Benchmarking Terms of Reference

This is an extract from an original article by Pam Morris - Total Metrics - published in IFPUG Book on Software Measurement 2011.

Terms of Reference

It is our recommendation that before engaging a benchmark supplier, or funding an in-house benchmarking program, that the sponsors work with the benchmarker and stakeholders to establish the ‘Terms of Reference’ for the benchmarking activity. These terms should include the agreed position for each of the following:

1. Strategic Intent of the Benchmark

o How will the results be used?

2. Type of Benchmark

o Internal and/or external?

3. Benchmark Performance Metrics

o What are the processes or products required to be assessed to satisfy the goals of the benchmark and how will they be measured?

4. Standards for Measures

o What are the agreed units of measurement, data accuracy and validation requirements?

5. Scope of the Benchmark

o What are the inclusion and exclusion criteria for projects and applications?

6. Frequency of Benchmark

o When and how often should measures be collected and reported?

7. Benchmark Peers

o What are the criteria by which equivalent sample data will be selected for comparison?

8. Benchmarking Report

o Who will be the audience, and what will be the report’s structure, content and level of detail provided, to support the results?

9. Dispute Resolution Process

o What is the process that will be followed should disagreement arise about the validity of the benchmarking results?

1. Strategic Intent of the Benchmark

Sponsors of the benchmark need to work with IT Management to establish:

• The objectives of the benchmarking activity i.e. what are the results required to demonstrate; within what period, and for what purpose. What are the criteria by which the benchmark will be judged to be successful. Common reasons for benchmarking include monitoring:

o Process improvement initiatives

o Outsourcing contract performance against targets

o Consistency in performance across organisational units

o Benefits achieved from new investments or decisions compared to benefits claimed

o Performance compared to competitors or industry as a whole

• The stakeholders, i.e. who will be responsible for the benchmark’s design, data collection, analysis, review, approval, sign off and funding.

2. Type of Benchmark

Establish whether the organisation will benchmark:

• Internally to demonstrate improvement trends over time for the organisations internal processes, or

• Externally to compare internal results with external independent organisational units, or Industry as a whole.

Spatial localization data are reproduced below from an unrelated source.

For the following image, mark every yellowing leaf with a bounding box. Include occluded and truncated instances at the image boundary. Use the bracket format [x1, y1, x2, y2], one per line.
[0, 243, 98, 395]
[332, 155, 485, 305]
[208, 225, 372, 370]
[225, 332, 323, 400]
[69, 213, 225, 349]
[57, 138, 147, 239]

Organizations that are aware of their own limitations will recognise their need to improve without first being compared externally to demonstrate how much improvement is required. As a first step, it is recommended that organizations start by internally benchmarking, and then when their own measurement and benchmarking processes are established, do some external benchmarking to establish their industry competitiveness. However, prior to determining standards for the collection, analysis and reporting of their benchmark metrics, they should first identify their proposed strategy for externally benchmarking. This enables their internal benchmarking framework to be aligned to that of the External Benchmark Data Set, thereby facilitating the next step of External Benchmarking without any rework to realign the data.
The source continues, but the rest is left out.